Suddenly we have renewed issues on multiple fronts in the northern hemisphere wheat market. Two weeks ago, we finished the week on a new low, with $A Chicago Board of Trade values dipping to $A305.95 a tonne, the lowest since early April.
Last week wheat prices surged upwards for their largest weekly gain in six years, as drought conditions in the Northern Plains in the US, across the Canadian Prairies, combined with weather issues in Europe (floods) and Russia (hot and dry conditions for spring wheat).
We finished last week with gains for the week of 76 US cents a bushel (12.18 per cent), and $A41.73/t (13.63pc) with the $A value of December futures settling at $A347.69/t. That is the highest level for the December contract since May 13.
We are now within $A11/t from taking out the May high. It will be a game changer if December futures move ahead of the May high this far into the northern hemisphere harvest.

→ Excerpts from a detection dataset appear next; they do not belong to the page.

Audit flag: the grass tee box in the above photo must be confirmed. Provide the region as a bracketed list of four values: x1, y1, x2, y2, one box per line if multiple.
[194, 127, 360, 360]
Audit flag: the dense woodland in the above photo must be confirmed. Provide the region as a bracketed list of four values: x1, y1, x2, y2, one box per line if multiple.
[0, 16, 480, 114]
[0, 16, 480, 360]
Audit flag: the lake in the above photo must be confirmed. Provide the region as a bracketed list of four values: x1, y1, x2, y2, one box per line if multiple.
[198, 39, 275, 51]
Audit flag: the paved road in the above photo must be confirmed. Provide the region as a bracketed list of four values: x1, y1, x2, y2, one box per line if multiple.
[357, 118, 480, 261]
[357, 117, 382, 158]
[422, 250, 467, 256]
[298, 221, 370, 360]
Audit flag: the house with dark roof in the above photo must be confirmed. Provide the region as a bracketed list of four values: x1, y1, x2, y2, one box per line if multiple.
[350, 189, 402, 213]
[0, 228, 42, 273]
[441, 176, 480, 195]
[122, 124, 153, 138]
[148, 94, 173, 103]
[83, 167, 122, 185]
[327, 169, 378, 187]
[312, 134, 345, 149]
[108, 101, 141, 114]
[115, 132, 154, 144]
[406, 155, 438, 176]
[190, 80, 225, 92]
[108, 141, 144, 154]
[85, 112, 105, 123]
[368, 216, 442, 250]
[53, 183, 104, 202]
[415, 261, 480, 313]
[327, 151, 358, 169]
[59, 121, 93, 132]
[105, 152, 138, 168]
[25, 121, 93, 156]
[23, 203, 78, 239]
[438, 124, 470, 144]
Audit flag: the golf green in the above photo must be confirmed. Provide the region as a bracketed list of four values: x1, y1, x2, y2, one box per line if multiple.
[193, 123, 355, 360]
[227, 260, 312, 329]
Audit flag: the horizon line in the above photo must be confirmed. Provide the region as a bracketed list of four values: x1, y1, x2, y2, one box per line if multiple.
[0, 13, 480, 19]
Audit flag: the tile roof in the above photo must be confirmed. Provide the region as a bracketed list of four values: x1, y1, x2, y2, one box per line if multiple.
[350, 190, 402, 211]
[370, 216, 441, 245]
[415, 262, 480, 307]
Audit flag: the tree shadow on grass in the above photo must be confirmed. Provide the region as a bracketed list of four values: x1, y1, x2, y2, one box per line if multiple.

It means that the market is taking on board that crop losses are not being made up by gains from elsewhere, and that the positive tone in the July United States Department of Agriculture Report regarding global wheat stocks is coming under pressure.
The drought in spring wheat areas of the US and Canada is well documented. However, it is continuing relentlessly, with extreme heat expected this week, and a forecast for hot and dry weather for the next fortnight.
US spring wheat crops are being abandoned, and in Canada, crops are being pushed into head and maturity far too quickly, with a crippling impact on yields.
In Europe we have massive flooding in Germany. It has also been wet in France. This has slowed the harvest, and impacted quality. Germany in particular is a source of high protein wheat. With the losses of high protein wheat from spring wheat crops in North America, further losses from Europe could tighten supplies of high protein wheat quite significantly.
The flooding in Europe is also impeding movements of grain and forcing prices higher.
In Russia, it is their spring wheat crop that is also now being hit by hot and dry weather. Yield potential is falling, and crop forecasters are pulling total Russian wheat production down as a result, as did the USDA in its July report.
We have also seen a lift in global trade as seasonal buyers come into the market. This saw the US have a good week of export sales last week, including sales to China. China buying US wheat is seen as a bullish sign for demand for US wheat, just as US wheat supplies are coming under further pressure from their smallest spring wheat crop in 33 years.